Verification Is the Next Bottleneck in AI-Assisted Development
I've run Claude Code workshops for over 100 engineers in the last six months. Teams that used to merge 10 PRs a week are now merging 40-50. The engineers doing the reviews are the same ones who were already stretched. Nobody budgeted for that.
A Latent Space analysis found that teams with high AI adoption merge 98% more pull requests but spend 91% more time in review. The output doubled. The review burden nearly doubled too.
A recent economics paper, "Some Simple Economics of AGI" by Catalini, Hui, and Wu, explains why this is hard to fix. The cost to automate is falling fast. The cost to verify is biologically bounded. You can 10x your output. You can't 10x your reviewers.
Why AI-generated code is harder to review
When a human writes a bug, they leave traces. The variable name is weird, the comment reveals confusion, the structure doesn't fit the file. AI writes clean, idiomatic, well-commented code. The surface is smooth. The bug is buried. Reviewers have to go deeper, not shallower.
There's also a confidence gap. A frontend engineer asks Claude to write a database query. They get back something that looks correct to them. They're not qualified to know if it is.
The METR study from mid-2025 found that developers thought AI was making them 20% faster. It was actually making them 19% slower on measurable tasks. Clean-looking output feels like progress even when it isn't.
The objections
The most common: AI writes tests too, so the problem solves itself. It doesn't. AI-written tests have the same blind spots as AI-written code. Same agent, same context gaps. They document the happy path the AI already envisioned. You need verification that challenges the code, not confirms it.

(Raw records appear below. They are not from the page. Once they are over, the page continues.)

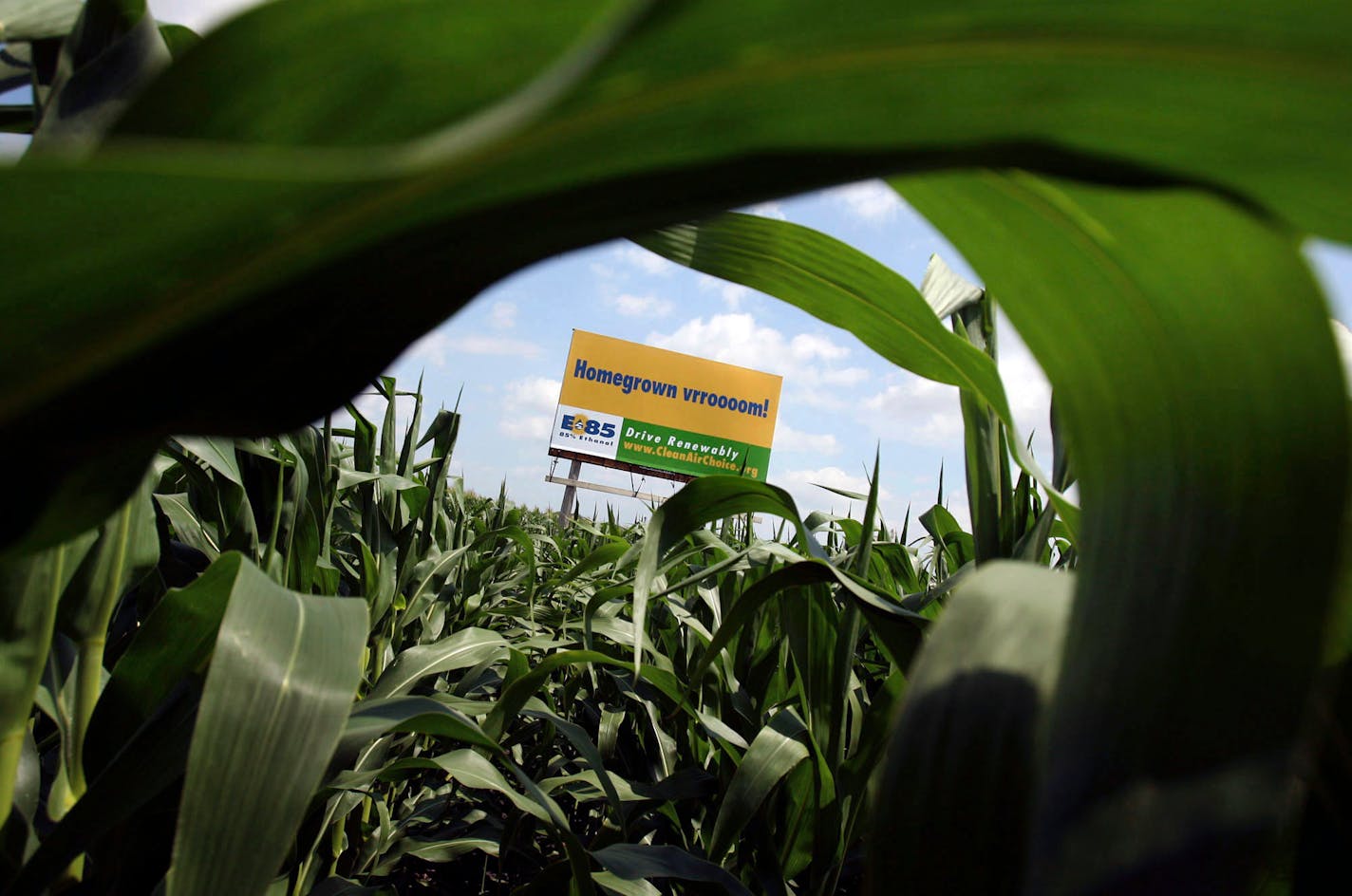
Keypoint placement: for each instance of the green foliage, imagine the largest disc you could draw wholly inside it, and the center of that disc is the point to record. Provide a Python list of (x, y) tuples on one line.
[(603, 707)]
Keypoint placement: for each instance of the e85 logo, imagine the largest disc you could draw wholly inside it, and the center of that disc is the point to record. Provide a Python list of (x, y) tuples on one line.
[(579, 424)]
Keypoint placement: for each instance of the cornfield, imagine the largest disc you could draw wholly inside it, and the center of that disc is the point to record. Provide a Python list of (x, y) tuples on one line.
[(242, 663)]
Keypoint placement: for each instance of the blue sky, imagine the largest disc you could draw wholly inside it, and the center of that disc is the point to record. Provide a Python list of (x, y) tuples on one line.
[(840, 401)]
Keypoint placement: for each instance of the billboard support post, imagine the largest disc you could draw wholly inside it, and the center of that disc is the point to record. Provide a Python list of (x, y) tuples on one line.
[(565, 510)]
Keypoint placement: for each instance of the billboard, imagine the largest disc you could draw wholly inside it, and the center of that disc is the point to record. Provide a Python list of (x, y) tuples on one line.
[(663, 410)]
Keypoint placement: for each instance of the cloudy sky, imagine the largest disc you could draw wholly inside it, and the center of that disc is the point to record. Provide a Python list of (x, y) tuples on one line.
[(840, 401)]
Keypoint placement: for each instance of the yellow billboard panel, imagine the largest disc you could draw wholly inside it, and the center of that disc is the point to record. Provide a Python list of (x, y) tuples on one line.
[(664, 410)]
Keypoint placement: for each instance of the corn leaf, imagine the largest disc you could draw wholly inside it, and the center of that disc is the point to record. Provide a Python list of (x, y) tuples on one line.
[(187, 235), (1199, 392), (276, 699)]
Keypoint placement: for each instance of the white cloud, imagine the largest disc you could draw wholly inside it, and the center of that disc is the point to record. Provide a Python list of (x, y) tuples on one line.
[(767, 210), (736, 338), (1344, 338), (503, 315), (535, 426), (528, 408), (732, 338), (915, 411), (645, 261), (806, 347), (199, 15), (844, 376), (732, 293), (535, 394), (633, 306), (439, 345), (800, 483), (873, 201), (790, 439)]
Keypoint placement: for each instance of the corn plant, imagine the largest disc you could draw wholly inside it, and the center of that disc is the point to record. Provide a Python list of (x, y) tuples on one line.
[(1131, 181)]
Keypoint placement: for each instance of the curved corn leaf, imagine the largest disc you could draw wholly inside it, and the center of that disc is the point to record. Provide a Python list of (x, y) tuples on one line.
[(289, 211), (32, 19), (30, 590), (845, 288), (1199, 392), (461, 650), (701, 501), (173, 644), (373, 717), (276, 699), (962, 767), (775, 752), (638, 861)]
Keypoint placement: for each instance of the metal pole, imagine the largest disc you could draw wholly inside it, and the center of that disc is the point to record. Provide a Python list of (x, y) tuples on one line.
[(565, 510)]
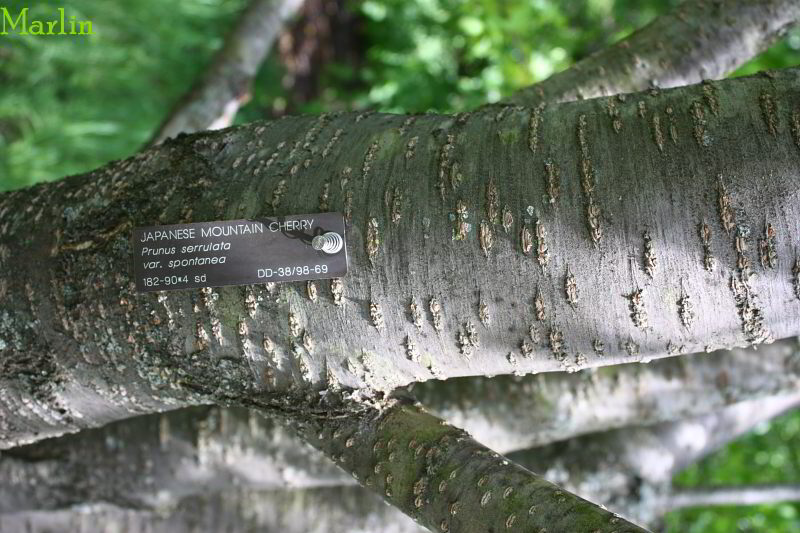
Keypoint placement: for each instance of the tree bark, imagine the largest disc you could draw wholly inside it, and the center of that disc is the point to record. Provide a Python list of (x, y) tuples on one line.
[(699, 40), (617, 274), (160, 460), (324, 510), (163, 458), (444, 479), (215, 98), (508, 413)]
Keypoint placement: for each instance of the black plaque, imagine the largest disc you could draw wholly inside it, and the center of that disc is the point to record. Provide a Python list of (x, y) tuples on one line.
[(239, 252)]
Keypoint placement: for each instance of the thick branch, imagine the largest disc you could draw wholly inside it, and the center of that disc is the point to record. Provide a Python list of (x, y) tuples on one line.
[(733, 495), (630, 470), (213, 101), (193, 451), (620, 271), (698, 40), (508, 413), (325, 510)]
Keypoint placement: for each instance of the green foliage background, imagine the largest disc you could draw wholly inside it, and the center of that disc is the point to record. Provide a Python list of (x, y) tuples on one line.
[(68, 105)]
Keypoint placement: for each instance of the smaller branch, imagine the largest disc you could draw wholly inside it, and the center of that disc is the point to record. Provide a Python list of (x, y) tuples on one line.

The more sophisticated version: the real bottleneck is upstream, figuring out what to build. A CTO I spoke with said his constraint is understanding customer context. He's worried his team will build the wrong 10 things faster. He's right. But even if you're building exactly the right things, you still need to know that what shipped is what you intended. Separate problem.
The third: just hire more reviewers. You can't hire fast enough. Experienced reviewers are scarce. And asking senior engineers to manually review AI-generated boilerplate is the wrong use of their time.
What closes the loop
I've been building this at Opslane. Three things work together.
Tests are the foundation. Without a real test suite, you have no ground truth. Tests are how AI knows when it's done.
The piece most teams miss is acceptance criteria, written by a human before the AI touches anything. "Build a login page" is a prompt. "Users authenticate with email and password, receive a specific error on wrong credentials, land on /dashboard, session expires after 24 hours" is something a machine can check. Human judgment moves upstream, into defining what done means. That's the only work that scales.
The third piece is agents verifying agents. A separate process that tries to break what the coding agent built. One CTO I spoke with has all three running. Critical changes still get a human eye. But most routine work closes automatically.
Teams that don't build verification infrastructure in the next 12 months are accumulating a quiet debt. The MIT paper calls it the "Trojan Horse" externality: deploying unverified systems becomes rational for each team even as the systemic risk grows.
The tools that pull teams ahead aren't the ones that write code fastest. They're the ones that help you trust what got written.